In respect of householders, the degree to which an unauthorised development exceeds the 'permitted development' allowance in the Permitted Development Order (1995 and as subsequently amended) will be an important consideration.

In recent years, planning enforcement has received in excess of 800 requests for service per year and workload is on the increase.

This level of workload means we do have to take prioritising seriously.

We have invested in resourcing the team to show that unacceptable development will not be tolerated but to best utilise the limited resources available, when a breach of planning is established it will be assessed with regard to the level of harm that the unauthorised development is causing.

The factors we will consider include:

  • any associated risks or dangers to the public
  • it's effect upon neighbouring individuals or businesses
  • the effect upon the general amenity of the area
  • any impact on the highway network
  • assessment of appropriateness against current local, London and National Policy

What we investigate

  • Unauthorised building or engineering works
  • Unauthorised changes of use to a building or land
  • Unauthorised advertisements
  • Unauthorised works to Listed Buildings
  • Unauthorised demolition
  • Unauthorised traveller and roadside encampments
  • Untidy sites that are harmful to the amenity of the neighbourhood
  • Non-compliance with plans and conditions imposed on planning permissions
  • Hedgerow/tree removal

What we do not investigate

  • Anonymous allegations where there is no supporting evidence to substantiate an allegation 
  • Neighbour boundary disputes
  • Property and land ownership issues
  • Persistent complaints that we have previously investigated and we consider have been resolved
  • Breaches of covenants between landowners or trespass issues
  • Malicious or vexatious reports
  • Loss of views
  • Alleged reduced value of property or land
  • Competition between businesses

Read our planning enforcement policy

What we can't do

There are many types of uses and developments and building operations which are permitted without planning permission.
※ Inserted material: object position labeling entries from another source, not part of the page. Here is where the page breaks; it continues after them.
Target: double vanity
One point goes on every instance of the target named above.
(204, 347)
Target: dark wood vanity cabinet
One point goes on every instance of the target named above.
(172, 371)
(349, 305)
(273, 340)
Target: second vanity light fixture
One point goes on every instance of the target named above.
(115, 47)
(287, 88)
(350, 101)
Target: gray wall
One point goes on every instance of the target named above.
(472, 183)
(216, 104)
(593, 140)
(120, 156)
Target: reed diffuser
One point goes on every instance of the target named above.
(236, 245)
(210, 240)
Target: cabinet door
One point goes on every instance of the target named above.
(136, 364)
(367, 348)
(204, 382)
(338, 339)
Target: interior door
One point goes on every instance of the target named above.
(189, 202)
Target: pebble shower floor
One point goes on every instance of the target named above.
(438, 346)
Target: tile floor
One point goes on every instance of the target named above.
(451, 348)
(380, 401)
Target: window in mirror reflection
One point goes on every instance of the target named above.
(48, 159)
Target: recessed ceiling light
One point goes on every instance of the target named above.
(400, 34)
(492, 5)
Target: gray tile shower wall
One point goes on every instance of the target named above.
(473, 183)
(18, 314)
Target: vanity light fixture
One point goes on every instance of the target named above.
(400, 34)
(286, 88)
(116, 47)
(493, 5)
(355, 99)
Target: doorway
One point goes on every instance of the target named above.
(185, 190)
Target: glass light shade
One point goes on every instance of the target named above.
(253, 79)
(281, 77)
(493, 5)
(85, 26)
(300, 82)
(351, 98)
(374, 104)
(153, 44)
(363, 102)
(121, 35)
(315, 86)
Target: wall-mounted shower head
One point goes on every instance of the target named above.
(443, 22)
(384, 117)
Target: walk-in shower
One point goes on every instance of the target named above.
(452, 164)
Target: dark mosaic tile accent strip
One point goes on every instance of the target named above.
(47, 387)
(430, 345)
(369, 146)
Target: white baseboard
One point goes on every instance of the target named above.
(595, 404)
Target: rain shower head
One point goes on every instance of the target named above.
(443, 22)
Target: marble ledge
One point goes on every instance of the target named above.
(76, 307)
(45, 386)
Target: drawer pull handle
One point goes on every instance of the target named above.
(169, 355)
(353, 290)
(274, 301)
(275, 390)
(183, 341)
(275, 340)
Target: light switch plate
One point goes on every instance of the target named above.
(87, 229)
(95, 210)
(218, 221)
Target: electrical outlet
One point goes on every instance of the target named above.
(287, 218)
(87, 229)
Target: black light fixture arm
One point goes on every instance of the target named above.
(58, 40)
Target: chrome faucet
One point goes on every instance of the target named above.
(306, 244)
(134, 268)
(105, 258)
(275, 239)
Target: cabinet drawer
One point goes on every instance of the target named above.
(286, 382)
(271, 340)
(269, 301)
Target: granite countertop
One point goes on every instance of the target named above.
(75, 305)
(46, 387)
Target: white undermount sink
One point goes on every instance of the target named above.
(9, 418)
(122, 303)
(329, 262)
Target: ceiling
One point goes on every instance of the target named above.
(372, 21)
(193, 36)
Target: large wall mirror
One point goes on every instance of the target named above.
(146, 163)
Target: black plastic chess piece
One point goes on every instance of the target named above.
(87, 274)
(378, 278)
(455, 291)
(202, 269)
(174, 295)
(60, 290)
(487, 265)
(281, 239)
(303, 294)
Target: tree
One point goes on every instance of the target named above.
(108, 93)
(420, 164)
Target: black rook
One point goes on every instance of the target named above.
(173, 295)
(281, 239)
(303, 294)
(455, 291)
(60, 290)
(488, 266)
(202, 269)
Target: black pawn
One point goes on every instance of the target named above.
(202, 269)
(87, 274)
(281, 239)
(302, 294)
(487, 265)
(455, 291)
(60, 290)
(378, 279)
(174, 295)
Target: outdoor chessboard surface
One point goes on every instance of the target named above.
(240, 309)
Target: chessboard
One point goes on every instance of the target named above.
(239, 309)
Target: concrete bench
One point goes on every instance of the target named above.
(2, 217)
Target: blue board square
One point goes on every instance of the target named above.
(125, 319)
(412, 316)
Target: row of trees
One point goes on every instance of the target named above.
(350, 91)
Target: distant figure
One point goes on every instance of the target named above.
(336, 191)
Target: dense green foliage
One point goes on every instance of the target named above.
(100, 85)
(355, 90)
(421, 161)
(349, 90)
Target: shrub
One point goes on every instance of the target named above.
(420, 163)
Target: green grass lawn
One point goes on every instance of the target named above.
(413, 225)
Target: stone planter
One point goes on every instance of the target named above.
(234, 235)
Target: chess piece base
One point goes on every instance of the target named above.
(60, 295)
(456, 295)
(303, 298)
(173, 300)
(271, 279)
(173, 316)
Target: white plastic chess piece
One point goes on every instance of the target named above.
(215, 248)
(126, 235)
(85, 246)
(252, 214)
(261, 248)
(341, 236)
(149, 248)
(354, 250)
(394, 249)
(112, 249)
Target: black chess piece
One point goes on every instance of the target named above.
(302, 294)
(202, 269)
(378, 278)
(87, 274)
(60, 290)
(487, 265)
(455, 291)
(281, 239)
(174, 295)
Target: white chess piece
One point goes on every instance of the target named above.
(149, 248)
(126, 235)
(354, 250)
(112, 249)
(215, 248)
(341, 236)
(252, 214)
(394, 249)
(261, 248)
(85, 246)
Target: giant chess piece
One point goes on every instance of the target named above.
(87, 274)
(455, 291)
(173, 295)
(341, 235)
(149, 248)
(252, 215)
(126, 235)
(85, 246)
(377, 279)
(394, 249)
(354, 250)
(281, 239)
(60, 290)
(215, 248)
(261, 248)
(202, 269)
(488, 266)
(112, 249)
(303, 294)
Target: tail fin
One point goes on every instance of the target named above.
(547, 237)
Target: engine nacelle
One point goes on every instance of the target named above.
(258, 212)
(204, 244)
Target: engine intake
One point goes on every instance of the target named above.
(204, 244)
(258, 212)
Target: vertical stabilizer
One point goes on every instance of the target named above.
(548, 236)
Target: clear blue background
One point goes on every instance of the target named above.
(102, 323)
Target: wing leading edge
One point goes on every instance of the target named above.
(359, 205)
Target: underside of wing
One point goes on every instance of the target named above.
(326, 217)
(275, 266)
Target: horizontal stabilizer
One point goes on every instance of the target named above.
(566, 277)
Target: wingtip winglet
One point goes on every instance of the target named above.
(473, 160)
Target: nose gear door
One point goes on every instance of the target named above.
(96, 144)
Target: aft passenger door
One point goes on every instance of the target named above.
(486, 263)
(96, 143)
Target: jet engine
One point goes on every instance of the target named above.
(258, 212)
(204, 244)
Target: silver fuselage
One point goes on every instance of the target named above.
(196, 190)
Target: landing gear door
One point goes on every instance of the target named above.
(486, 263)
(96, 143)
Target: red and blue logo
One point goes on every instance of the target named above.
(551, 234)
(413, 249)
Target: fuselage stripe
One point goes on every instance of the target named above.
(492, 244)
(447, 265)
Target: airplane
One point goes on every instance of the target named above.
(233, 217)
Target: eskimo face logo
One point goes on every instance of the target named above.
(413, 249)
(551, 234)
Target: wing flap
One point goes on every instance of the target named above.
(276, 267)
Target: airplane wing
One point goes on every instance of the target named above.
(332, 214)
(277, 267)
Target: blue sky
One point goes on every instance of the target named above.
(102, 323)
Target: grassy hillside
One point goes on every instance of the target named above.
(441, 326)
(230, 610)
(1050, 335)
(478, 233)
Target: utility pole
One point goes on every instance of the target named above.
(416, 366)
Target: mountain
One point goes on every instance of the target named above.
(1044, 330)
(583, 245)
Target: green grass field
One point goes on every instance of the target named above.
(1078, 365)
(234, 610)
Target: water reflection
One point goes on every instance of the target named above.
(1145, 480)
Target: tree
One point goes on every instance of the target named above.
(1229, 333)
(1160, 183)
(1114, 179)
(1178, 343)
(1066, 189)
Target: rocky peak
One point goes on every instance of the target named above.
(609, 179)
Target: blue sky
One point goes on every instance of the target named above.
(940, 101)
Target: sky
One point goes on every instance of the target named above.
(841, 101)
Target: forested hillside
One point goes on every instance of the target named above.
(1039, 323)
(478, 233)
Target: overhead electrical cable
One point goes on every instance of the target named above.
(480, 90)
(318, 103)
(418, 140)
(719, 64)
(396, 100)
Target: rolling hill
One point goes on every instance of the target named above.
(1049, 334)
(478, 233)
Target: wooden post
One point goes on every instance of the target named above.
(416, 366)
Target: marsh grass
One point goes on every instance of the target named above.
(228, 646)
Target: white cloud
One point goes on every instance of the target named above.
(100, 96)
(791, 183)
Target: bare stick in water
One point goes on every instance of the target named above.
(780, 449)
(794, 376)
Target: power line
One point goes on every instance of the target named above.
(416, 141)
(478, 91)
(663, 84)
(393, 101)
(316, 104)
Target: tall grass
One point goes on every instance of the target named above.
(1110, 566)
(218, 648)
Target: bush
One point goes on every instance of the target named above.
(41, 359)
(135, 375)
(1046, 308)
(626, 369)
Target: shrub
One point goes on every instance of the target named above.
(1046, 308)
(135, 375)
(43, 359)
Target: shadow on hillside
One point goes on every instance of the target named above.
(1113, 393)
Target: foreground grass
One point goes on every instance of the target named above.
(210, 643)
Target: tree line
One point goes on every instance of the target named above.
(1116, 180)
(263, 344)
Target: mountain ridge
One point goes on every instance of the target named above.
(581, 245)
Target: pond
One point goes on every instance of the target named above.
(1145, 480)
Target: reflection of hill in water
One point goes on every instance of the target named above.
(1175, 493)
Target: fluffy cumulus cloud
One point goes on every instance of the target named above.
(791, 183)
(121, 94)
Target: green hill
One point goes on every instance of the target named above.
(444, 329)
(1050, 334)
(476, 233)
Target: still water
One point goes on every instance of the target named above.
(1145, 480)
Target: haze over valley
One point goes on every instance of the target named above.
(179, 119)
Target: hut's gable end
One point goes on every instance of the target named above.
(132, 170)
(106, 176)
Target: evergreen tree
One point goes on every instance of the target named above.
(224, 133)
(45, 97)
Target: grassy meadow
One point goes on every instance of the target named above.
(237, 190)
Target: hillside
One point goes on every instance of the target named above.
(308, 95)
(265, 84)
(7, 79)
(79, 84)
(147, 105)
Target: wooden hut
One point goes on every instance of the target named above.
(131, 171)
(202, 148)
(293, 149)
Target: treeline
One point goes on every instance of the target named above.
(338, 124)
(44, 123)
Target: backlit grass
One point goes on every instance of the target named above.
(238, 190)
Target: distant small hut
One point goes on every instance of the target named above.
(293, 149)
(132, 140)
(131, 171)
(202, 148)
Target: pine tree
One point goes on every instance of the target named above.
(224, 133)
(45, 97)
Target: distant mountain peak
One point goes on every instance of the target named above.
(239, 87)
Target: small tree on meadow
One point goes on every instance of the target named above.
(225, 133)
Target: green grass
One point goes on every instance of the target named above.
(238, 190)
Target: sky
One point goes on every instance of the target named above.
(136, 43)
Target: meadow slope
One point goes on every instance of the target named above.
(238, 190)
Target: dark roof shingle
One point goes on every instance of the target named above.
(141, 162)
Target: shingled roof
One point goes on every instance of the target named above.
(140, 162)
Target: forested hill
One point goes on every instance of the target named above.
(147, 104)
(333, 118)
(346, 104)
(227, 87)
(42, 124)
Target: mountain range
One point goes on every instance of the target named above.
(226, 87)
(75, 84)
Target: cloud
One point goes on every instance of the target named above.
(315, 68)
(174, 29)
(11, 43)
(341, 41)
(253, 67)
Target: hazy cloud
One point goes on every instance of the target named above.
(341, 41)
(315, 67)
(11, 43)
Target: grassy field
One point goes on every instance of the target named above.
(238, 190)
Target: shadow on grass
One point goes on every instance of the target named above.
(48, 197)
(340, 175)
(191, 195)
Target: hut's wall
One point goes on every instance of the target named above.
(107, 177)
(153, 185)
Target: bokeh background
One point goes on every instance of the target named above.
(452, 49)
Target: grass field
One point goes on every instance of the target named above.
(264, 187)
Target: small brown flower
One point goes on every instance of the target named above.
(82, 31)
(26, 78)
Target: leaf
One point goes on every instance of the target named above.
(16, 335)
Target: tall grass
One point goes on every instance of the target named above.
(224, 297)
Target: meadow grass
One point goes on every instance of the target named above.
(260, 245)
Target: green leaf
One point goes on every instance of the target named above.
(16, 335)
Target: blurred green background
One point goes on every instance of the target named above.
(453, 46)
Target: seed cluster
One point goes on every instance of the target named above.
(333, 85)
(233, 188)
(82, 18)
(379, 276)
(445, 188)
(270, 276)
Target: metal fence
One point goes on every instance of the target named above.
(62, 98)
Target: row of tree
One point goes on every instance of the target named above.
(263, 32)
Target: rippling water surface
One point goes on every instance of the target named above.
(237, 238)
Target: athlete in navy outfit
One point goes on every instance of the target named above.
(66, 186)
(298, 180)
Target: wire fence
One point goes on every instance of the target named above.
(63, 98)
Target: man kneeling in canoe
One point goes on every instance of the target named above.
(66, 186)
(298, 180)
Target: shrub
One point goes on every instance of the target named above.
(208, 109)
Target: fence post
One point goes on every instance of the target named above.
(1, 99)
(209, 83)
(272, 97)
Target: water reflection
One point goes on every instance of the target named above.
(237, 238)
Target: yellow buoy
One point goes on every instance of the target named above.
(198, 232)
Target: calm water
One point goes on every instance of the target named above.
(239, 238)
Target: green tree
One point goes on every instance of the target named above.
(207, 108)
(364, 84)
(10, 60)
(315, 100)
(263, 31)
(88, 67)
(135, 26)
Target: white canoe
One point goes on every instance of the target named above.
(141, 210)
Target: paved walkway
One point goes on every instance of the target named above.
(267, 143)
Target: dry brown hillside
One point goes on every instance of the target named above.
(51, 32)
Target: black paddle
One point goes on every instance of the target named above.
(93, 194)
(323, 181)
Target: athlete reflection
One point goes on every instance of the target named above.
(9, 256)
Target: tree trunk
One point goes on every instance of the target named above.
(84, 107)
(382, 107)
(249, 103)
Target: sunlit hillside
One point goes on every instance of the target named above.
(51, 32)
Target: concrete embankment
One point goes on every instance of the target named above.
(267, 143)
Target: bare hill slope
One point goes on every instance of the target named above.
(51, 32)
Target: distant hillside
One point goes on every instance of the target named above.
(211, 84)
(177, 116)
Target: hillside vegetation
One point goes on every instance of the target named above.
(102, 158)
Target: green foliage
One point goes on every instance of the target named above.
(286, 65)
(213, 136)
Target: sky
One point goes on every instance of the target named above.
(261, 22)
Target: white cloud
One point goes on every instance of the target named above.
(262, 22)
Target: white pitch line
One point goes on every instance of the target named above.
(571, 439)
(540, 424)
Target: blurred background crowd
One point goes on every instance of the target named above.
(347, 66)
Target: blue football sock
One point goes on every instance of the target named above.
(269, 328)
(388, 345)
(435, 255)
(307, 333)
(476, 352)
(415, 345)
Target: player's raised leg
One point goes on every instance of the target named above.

It is important that before you report an alleged breach of planning controls to us that you check that it is not in fact a 'permitted development'.

The GOV.UK website regularly updates its guidance and detailed information on when permission is required.

When is permission required?

You can also look up the Planning Portal for an interactive house and other useful tools to assess whether what is being carried out is permitted or whether it requires permission.

Do you need permission?

Boundary or party wall disputes

A typical example would be a shared boundary where a new extension overhangs or encroaches onto neighbouring land.

The planning service does not police private development to this extent and cannot become involved in covenant or deed disputes.

We recommend that you take further advice, perhaps in the first instance from the Citizens Advice Bureau.

Obstruction of the highway

Typically this problem would relate to a shared driveway or private access.

Obstruction of a public highway is a breach of The Road Traffic Act (1988), this is a matter which must be dealt with by the police.


The impact of development upon a neighbours light is always considered when determining planning applications, and there are guidelines and rules that are used to judge the impact of proposals upon neighbouring properties.

The 'Right-to-Light' legislation dates back to 1832, and there are many misconceptions around this ancient area of English law.

Above all it must be noted that planning law is separate from Right-to-Light law, therefore, legal advice should be sought, before contacting us.